Frères et sœurs, le feu de l’enfer enseigné autrefois ne fait plus peur ; on n’en parle plus guère que dans les films d’horreur, les films « gore » comme disent les jeunes. Est-ce que l’enfer n’existe plus ? Est-ce que le feu a fini par s’éteindre ? Non. Mais je crois que parler aujourd’hui d’une séparation éternelle avec le Seigneur Dieu d’amour est peut-être plus pertinent. En effet, quand on aime passionnément quelqu’un, on n’a pas du tout envie d’être séparé de lui. À plus forte raison lorsqu’il s’agit de Dieu. Ce Dieu que, d’une manière ou d’une autre, chaque religieux du monde recherche ou sert dans sa propre confession. La Sagesse de Dieu dépasse les frontières de l’Église catholique. Et, quand on n’aime pas, pire, lorsque l’on croit aimer et servir Dieu alors que l’on est en train de servir soi-même, ou de servir une idéologie destructrice comme l’islamisme ? Est-ce que l’on n’est pas en train de se séparer éternellement de Dieu ? Dans la parabole racontée par Jésus, la porte fermée manifeste qu’il n’y a pas de deuxième chance et qu’il fallait saisir l’unique occasion d’entrer dans la salle des noces. Est-ce que Brahim, l’auteur de l’attentat à la basilique Notre-Dame, a saisi cette unique occasion ? Est-ce qu’il entrera dans l’éternité bienheureuse du Seigneur ? Il ne m’appartient pas de le dire, ni à personne d’ailleurs. Seul Dieu est juge et nous ne pouvons que le confier à sa miséricorde. Mais voilà un exemple de ce que la sagesse humaine n’a pas su faire : voir plus haut que soi. L’idéologie islamiste parle d’un dieu qui n’existe pas. Il y a donc tromperie sur la marchandise. Lorsqu’une religion ne rend pas un homme heureux et ne dégage pas de l’amour, Dieu n’y est pas : « Ubi caritas et amor, Deus ibi est » (= où sont amour et charité, Dieu est présent).
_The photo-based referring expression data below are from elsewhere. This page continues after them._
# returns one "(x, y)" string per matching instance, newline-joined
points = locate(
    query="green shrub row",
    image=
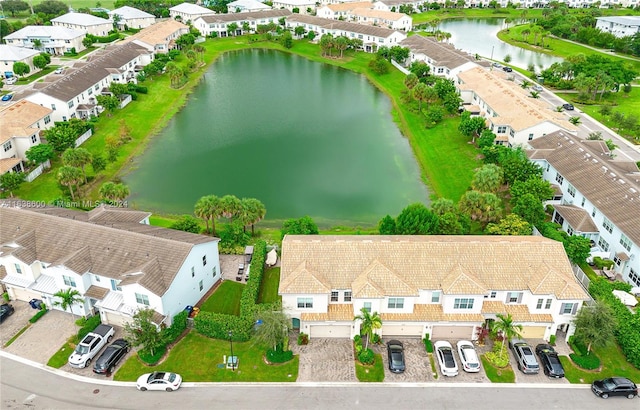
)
(218, 325)
(628, 323)
(587, 362)
(279, 356)
(38, 315)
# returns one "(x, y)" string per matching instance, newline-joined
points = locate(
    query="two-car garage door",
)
(330, 330)
(452, 332)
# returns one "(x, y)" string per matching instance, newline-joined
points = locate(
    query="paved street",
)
(32, 387)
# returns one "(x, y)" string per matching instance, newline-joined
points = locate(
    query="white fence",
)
(83, 137)
(38, 171)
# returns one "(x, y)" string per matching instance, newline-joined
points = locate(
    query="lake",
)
(304, 138)
(480, 36)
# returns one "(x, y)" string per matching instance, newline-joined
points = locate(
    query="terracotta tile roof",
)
(335, 312)
(612, 188)
(463, 263)
(512, 104)
(118, 253)
(579, 219)
(519, 313)
(96, 292)
(19, 119)
(342, 25)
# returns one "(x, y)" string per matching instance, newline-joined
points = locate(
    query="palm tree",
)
(507, 327)
(68, 298)
(208, 208)
(69, 176)
(370, 322)
(254, 212)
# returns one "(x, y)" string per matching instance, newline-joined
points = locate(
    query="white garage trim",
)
(533, 332)
(402, 329)
(333, 330)
(452, 332)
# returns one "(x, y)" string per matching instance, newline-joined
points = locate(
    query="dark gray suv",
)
(525, 357)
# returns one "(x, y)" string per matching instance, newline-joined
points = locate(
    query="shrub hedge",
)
(628, 323)
(218, 325)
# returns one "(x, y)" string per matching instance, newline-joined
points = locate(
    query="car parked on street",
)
(614, 386)
(6, 310)
(159, 381)
(525, 358)
(446, 360)
(106, 363)
(468, 356)
(549, 361)
(395, 352)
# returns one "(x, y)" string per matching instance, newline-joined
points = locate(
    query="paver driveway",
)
(326, 360)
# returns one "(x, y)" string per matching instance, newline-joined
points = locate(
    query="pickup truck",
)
(90, 345)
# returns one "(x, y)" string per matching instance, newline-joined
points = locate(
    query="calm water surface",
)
(303, 137)
(479, 36)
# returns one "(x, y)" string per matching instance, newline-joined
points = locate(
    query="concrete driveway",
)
(43, 338)
(326, 360)
(418, 367)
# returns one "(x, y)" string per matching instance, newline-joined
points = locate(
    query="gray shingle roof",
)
(110, 251)
(611, 187)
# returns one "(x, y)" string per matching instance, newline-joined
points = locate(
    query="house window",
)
(604, 245)
(463, 303)
(626, 242)
(396, 303)
(305, 303)
(514, 297)
(142, 299)
(568, 308)
(68, 280)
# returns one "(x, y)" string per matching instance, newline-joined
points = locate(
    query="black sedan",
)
(395, 351)
(614, 386)
(6, 310)
(549, 360)
(110, 357)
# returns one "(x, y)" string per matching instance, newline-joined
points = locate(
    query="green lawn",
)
(197, 357)
(613, 361)
(374, 373)
(498, 375)
(269, 286)
(226, 299)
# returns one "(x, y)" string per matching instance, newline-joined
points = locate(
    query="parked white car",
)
(468, 356)
(446, 358)
(159, 381)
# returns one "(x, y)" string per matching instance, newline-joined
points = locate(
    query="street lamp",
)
(233, 363)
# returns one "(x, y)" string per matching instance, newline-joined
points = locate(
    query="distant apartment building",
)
(599, 197)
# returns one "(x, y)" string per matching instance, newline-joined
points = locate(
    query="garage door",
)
(452, 332)
(342, 330)
(390, 330)
(25, 295)
(533, 332)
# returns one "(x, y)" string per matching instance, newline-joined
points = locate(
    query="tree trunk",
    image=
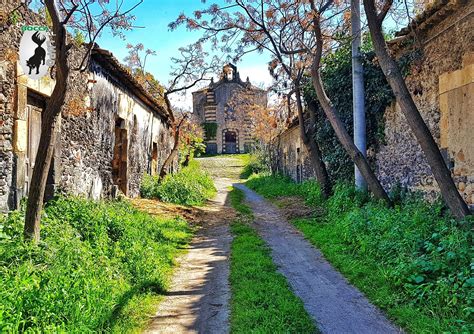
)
(309, 140)
(49, 121)
(403, 97)
(338, 126)
(358, 98)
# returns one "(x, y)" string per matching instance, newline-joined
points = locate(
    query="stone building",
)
(111, 131)
(440, 42)
(227, 130)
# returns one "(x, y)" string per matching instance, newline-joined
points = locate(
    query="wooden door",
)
(120, 160)
(34, 135)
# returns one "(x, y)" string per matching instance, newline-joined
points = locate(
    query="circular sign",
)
(36, 51)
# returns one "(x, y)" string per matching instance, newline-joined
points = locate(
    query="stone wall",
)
(88, 139)
(11, 118)
(442, 47)
(441, 81)
(84, 151)
(294, 159)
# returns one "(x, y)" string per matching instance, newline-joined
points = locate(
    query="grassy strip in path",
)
(262, 301)
(413, 261)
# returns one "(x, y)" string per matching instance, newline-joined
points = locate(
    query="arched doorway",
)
(231, 144)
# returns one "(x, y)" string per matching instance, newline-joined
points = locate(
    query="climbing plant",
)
(337, 78)
(210, 130)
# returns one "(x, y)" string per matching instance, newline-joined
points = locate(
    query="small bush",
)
(189, 186)
(96, 264)
(255, 164)
(413, 260)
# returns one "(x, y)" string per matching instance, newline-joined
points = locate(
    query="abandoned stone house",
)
(442, 85)
(227, 130)
(111, 130)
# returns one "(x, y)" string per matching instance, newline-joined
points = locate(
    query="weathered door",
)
(230, 138)
(120, 160)
(34, 134)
Chers frères et sœurs, nous le croyons et nous l’espérons : « Au signal donné par la voix de l’archange, et par la trompette divine, le Seigneur lui-même descendra du ciel, et ceux qui sont morts dans le Christ ressusciteront » (cf. 1 Thessalonciens 4, 16). L’imagerie de saint Paul est belle, simple, naïve, mais la réalité décrite est importante : le Seigneur viendra. C’est sa Promesse. Et il ne viendra pas deux fois. Donc mettons chaque jour l’huile de la Sagesse divine dans notre lampe intérieure. Que l’Esprit Saint fasse de nous des lumières pour le monde, des lumières du Christ qui incitent tous ceux que nous rencontrons à percevoir en nous la présence de Dieu les invitant à la vie du Ciel. Nous le répétons chaque jour, plusieurs fois par jour même dans la Prière du Seigneur : « Que ta volonté soit faite sur la terre comme au ciel » (cf. Matthieu 6, 10). La volonté de Dieu, c’est de nous avoir auprès de lui, maintenant et pour l’éternité. Alors, avec un amour confiant, redisons-lui sans cesse : « Mon âme a soif de toi, Seigneur, mon Dieu » (cf. Psaume 62, 2). Amen.